"De tempo somos/ Somos seus pés e suas bocas/ Os pés do tempo caminham em nossos pés/ Cedo ou tarde, já sabemos, os ventos do tempo apagarão as pegadas/ Travessia do nada, passos de ninguém? As bocas do tempo contam a viagem". Foi deste escrito de Eduardo Galeano que o Grupo Galpão (MG) retirou o nome do espetáculo que celebra a sua longa história: De Tempo Somos — Um Sarau do Grupo Galpão.

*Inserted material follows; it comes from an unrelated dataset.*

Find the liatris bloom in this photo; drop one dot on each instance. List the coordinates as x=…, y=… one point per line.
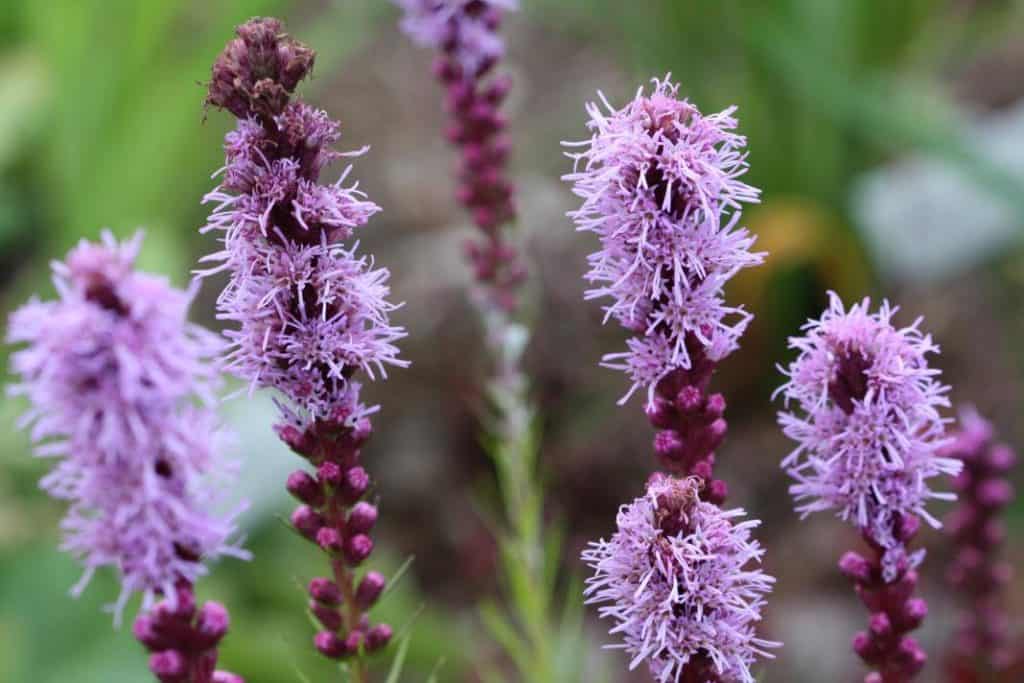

Pinçando músicas de toda a trajetória da trupe, a montagem já circula pelo Brasil há oito anos, mas em 2022 ganha um significado ainda maior: estabelece a entrada em uma nova década para os artistas mineiros — em novembro, a companhia teatral completa 40 anos de existência.
E uma das paradas para que as "bocas do tempo" contem essa viagem de quatro décadas será no 16º Palco Giratório Sesc RS. As sessões da peça serão neste sábado (28) e domingo (29) — últimos dias desta edição do festival —, a partir das 21h, no Teatro Renascença (Avenida Erico Verissimo, 307), em Porto Alegre. Os ingressos, porém, já estão esgotados. E isso é motivo de comemoração por parte dos integrantes do Galpão, que buscam calor humano depois de dois anos afastados dos palcos por conta da pandemia.
— Porto Alegre está no roteiro do Galpão há muitos anos, desde o começo do grupo. E a gente sempre foi muito bem recebido, com muito carinho. Temos laços com esse público. E eu fico muito feliz de saber que a pandemia não esfriou essa relação afetiva. Estamos com saudade — comemora Simone Ordones, que integra o elenco de nove atores em cena e é diretora do espetáculo, ao lado de Lydia Del Picchia.
Quem conseguiu garantir a sua presença no espetáculo encontrará canções, poesia e festa. A apresentação conta com 25 músicas que fizeram parte de montagens antigas e também de trabalhos recentes da companhia — como A Comédia da Esposa Muda (1986), Romeu & Julieta (1992) e Um Homem É um Homem (2005). Peças como Nós (2016) e Outros (2018) ganham espaço no bis.
Além da cantoria, o espetáculo conta com fragmentos de textos de autores como Baudelaire, Kerouac, Nelson Rodrigues, Tchékhov, Leminski, Calderón de la Barca, Saramago e do próprio Galeano, que tem o seu escrito que dá nome ao sarau recitado logo no começo, abrindo os trabalhos. O sarau dura em média 70 minutos e é dividido conforme as estações do ano, iniciando-se na primavera. Esse é um exercício para a plateia: notar como o jeito de tocar as músicas muda conforme passam as estações.
— Como não somos músicos profissionais, tentamos tocar o mais bonitinho e mais afinado possível. Não temos essa facilidade para tocar outras músicas. E, por causa desse subtexto das estações, nos orientamos em como tocar cada música. Tocar com mais calor, com mais frio... — explica Simone.
A diretora conta ainda que as músicas foram escolhidas pelo afeto dos membros da trupe e que não estão dispostas cronologicamente. Todas elas, no entanto, estão amarradas com a questão da passagem do tempo, assim como os textos recitados durante a apresentação. Para Simone, esta apresentação tem tudo para mexer com a nostalgia de quem acompanha o Galpão há anos, mas também para conquistar um público novo, que ainda não conhece a companhia, mas que está em busca de diversão e emoção. Afinal, segundo ela, a música chega "direto no coração".
— O teatro é a arte da presença. O público diante dos artistas, os artistas diante do público. Esse encontro é efêmero, mas único, e pode ficar marcado para o resto da vida — diz a diretora.
E, para o futuro, o Cabaret está chegando. Esta deverá ser a nova peça/festa do Grupo Galpão, com previsão de estreia para o ano que vem. No momento, é claro, os integrantes trabalham na escolha das músicas. Tudo dentro do tempo da arte.